Invece di rifare il verso a se stessa e partecipare ai teatrini revivalisti della televisione, Nada ha, da qualche anno, ripreso a fare musica senza badare al suo passato e con una invidiabile attenzione al presente, alternando la sua dimensione classicamente pop a quella più intima del trio acustico (voce, chitarra e contrabbasso.).
Questo suo ultimo lavoro è un disco davvero sorprendente.
Innanzitutto per la musica: un rock minimale e abrasivo, insistente e cocciuto, (che, credo, debba molto a certe atmosfere tipiche dei CSI oltre che alla iper-pubblicizzata produzione di John Parish “il produttore di PJ Harvey“). Il disco è stato realizzato con chitarre, basso e batteria, e suona assolutamente contemporaneo e per nulla nostalgico. Melodie semplici, armonie essenziali, ma tantissima anima riversata nei crescendo tipici di parecchi brani.
Poi ci sono i testi, di Nada stessa, dolorosi, intensamente vissuti, stupendamente vivi ed interpretati con intensità e partecipazione.
E infine la sua voce, che con l’età è diventata ancora più roca, ma ha mantenuto e migliorato la sensibilità ed è ora un più che duttile strumento tramite il quale lei si esprime completamente potendo davvero riversare, e con forza straordinaria, tutta se stessa nelle atmosfere di questo lavoro.
Un disco che, se suona giovane nelle scelte musicali e negli arrangiamenti, è, invece, straordinariamente maturo nell’universo di sentimenti e stati d’animo che esprime.
E Nada mostra a tanti suoi colleghi come si possa continuare a fare (buona) musica senza scadere nell’eterna parodia di se stessi e dei propri anni giovanili.

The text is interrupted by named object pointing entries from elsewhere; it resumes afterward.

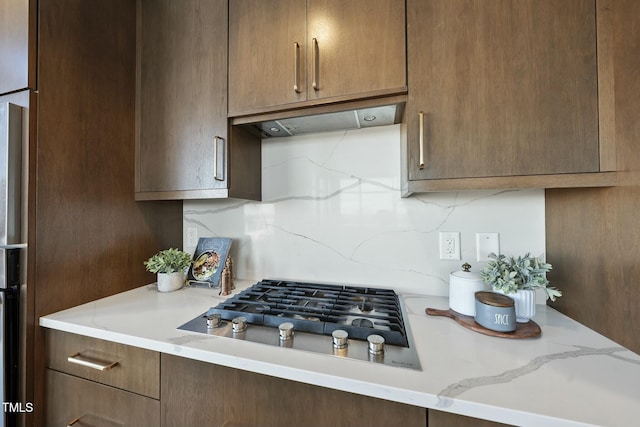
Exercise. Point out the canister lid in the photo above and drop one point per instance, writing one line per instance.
(494, 299)
(466, 273)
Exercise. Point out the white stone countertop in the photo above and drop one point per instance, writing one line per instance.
(570, 376)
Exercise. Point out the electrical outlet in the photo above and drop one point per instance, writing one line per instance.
(485, 244)
(450, 245)
(192, 236)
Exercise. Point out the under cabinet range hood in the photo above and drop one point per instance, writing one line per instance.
(301, 122)
(343, 120)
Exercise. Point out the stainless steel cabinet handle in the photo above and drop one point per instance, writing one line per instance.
(218, 171)
(296, 58)
(421, 164)
(316, 60)
(78, 359)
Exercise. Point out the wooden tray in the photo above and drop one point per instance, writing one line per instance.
(523, 330)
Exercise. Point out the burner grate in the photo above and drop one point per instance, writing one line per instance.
(320, 309)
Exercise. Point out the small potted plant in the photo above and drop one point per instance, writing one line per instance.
(170, 265)
(519, 278)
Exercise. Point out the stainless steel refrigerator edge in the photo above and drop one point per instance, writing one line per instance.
(10, 246)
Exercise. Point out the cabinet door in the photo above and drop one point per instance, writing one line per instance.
(75, 401)
(182, 95)
(204, 394)
(267, 54)
(506, 87)
(14, 45)
(356, 47)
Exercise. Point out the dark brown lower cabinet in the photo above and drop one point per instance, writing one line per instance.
(445, 419)
(76, 401)
(203, 394)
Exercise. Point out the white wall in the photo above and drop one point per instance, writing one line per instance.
(332, 211)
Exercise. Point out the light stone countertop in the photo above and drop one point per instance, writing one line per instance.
(570, 376)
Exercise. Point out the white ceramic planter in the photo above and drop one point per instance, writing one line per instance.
(169, 282)
(525, 304)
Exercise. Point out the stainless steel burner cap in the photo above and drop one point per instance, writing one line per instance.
(213, 321)
(239, 324)
(286, 331)
(376, 344)
(340, 338)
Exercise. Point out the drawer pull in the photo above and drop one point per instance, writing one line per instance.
(77, 359)
(315, 61)
(218, 156)
(421, 117)
(296, 59)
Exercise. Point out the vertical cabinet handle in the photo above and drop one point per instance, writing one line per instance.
(296, 68)
(316, 60)
(421, 164)
(218, 158)
(77, 359)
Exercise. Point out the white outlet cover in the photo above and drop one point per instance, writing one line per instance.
(487, 243)
(450, 245)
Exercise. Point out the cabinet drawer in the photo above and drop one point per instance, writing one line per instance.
(129, 368)
(74, 401)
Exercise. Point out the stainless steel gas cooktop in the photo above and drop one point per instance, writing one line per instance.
(343, 321)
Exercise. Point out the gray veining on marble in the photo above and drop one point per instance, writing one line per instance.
(332, 211)
(465, 385)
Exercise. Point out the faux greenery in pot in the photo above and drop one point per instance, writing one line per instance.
(168, 261)
(509, 274)
(170, 265)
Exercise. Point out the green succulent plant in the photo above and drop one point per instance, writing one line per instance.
(509, 274)
(168, 261)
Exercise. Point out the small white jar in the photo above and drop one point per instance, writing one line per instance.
(463, 286)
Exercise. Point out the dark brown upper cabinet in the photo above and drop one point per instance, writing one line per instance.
(505, 94)
(185, 148)
(287, 54)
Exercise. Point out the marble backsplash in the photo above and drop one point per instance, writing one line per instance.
(332, 211)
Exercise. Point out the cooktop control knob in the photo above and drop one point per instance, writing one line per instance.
(213, 321)
(376, 344)
(239, 324)
(340, 338)
(286, 331)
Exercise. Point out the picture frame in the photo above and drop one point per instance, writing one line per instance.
(208, 262)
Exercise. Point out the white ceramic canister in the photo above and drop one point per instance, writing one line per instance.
(463, 286)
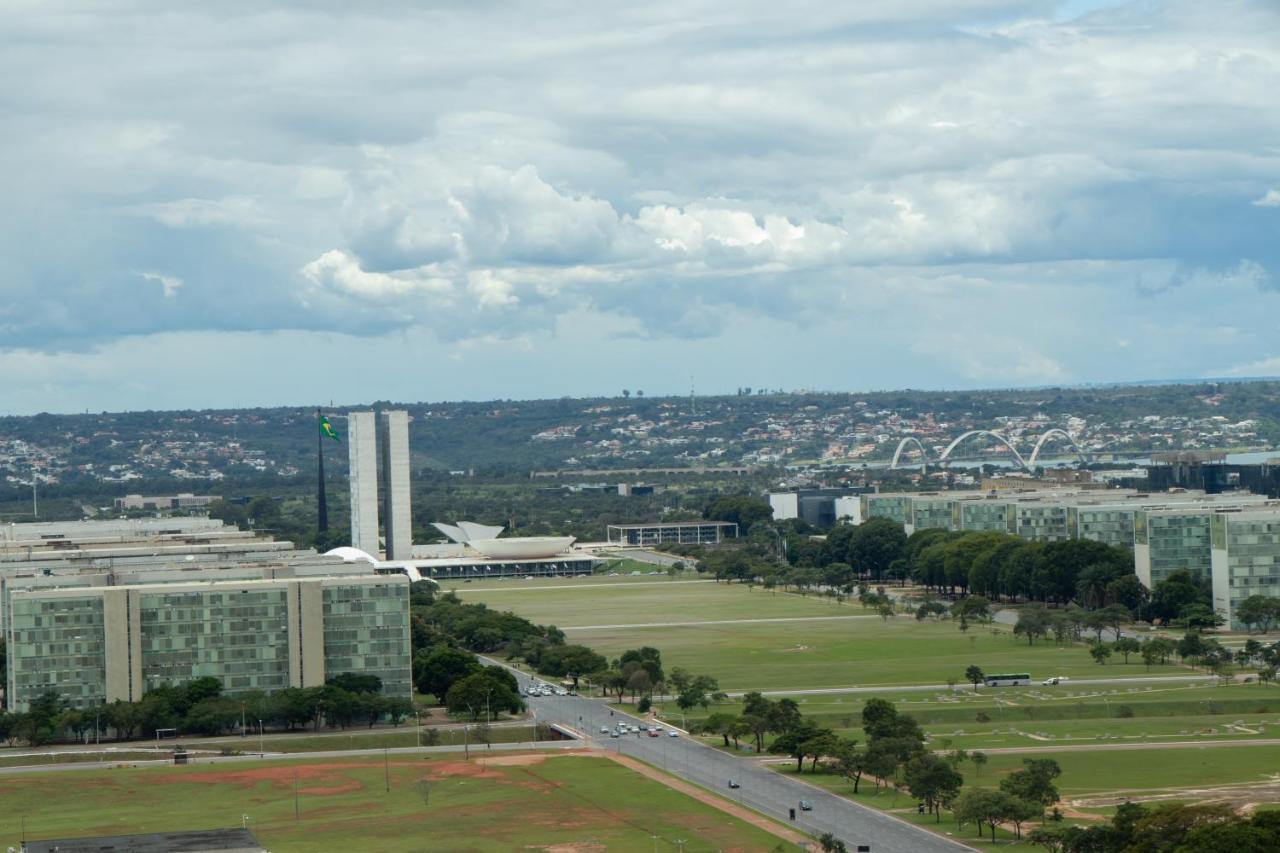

E’ singolare come sembri fresca lei che racconta le sue vicissitudini (anche drammatiche) e, in confronto, sembrino stantii tutti quei signori che si affannano a cantare giovanilisticamente le solite “Bandiera gialla” o “Luglio-col-bene-che-ti-voglio“, cercando di coinvolgerci in finte feste dove regna una allegria obbligatoria che non può non raggelare chi abbia un minimo di sensibilità.